Still, the screening and clinical testing phases will likely be complex, as certain combinations of anti-metabolites might be assisted by the addition of a native metabolite, and until tested it will be hard to know which. This supplementary metabolite could enhance anti-metabolite activity in one of the following manners: by engaging a second enzyme-binding site, thereby improving drug activity, reducing resistance arising from cancer-cell metabolic plasticity, and lowering toxicity to normal tissues (38).

This orchestrated effort might be supported by identifying correlations between distinct genetic mutation patterns and the susceptibility of cancer cells to specific anti-metabolites and, likely, to particular anti-metabolite combinations. Such correlations have been found in several instances, such as between intact p53 in CRC and the effectiveness of 5-FU in vitro and in the clinic (40, 41). In a different setting, NSCLC cells with mutant KRAS demonstrate a better response to antifolates like pemetrexed than NSCLC cells with wild-type KRAS (12). Finding such genetic-to–anti-metabolite response connections might enable the application of personalized anti-metabolite combination therapy.

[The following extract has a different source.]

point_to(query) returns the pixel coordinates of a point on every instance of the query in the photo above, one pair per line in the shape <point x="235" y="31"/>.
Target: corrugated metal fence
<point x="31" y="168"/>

I would like to end this section by mentioning an example of a triad success. Though this example is outside the scope of cancer therapy, I believe it has relevance to it. It relates to the development of a combination of three antiviral drugs for HIV-1. The virus develops resistance to each drug alone within days or weeks of use, but the combination of three antiviral drugs together results in a very impressive therapeutic success and abolishes this resistance (42). In this way, a situation that was close to failure turned into an impressive therapeutic triumph.

This Perspective presents an approach guided by past clinical experience and by the necessity to interrupt the three steps in metabolism that underpin cell-cycle dominance. Effective treatment of cancer will depend on the use of three anti-metabolites administered together, each acting at a distinct step within the overall process of DNA synthesis. It is conceivable that, within many existing drug combinations, the addition of a single innovative and effective anti-metabolite can tip the balance toward success.

The development of several such new anti-metabolites could result in a therapeutic breakthrough. Although the natural tendency to generate new mutations is an inherent feature of cancer progression, targeting the disease at its metabolic foundations may diminish the impact of such mutations on its course.

By providing a clear and coherent framework, this Perspective might increase the likelihood that meaningful advances in cancer therapy will arise from a renewed focus on metabolic logic and the strategic use of anti-metabolite triads.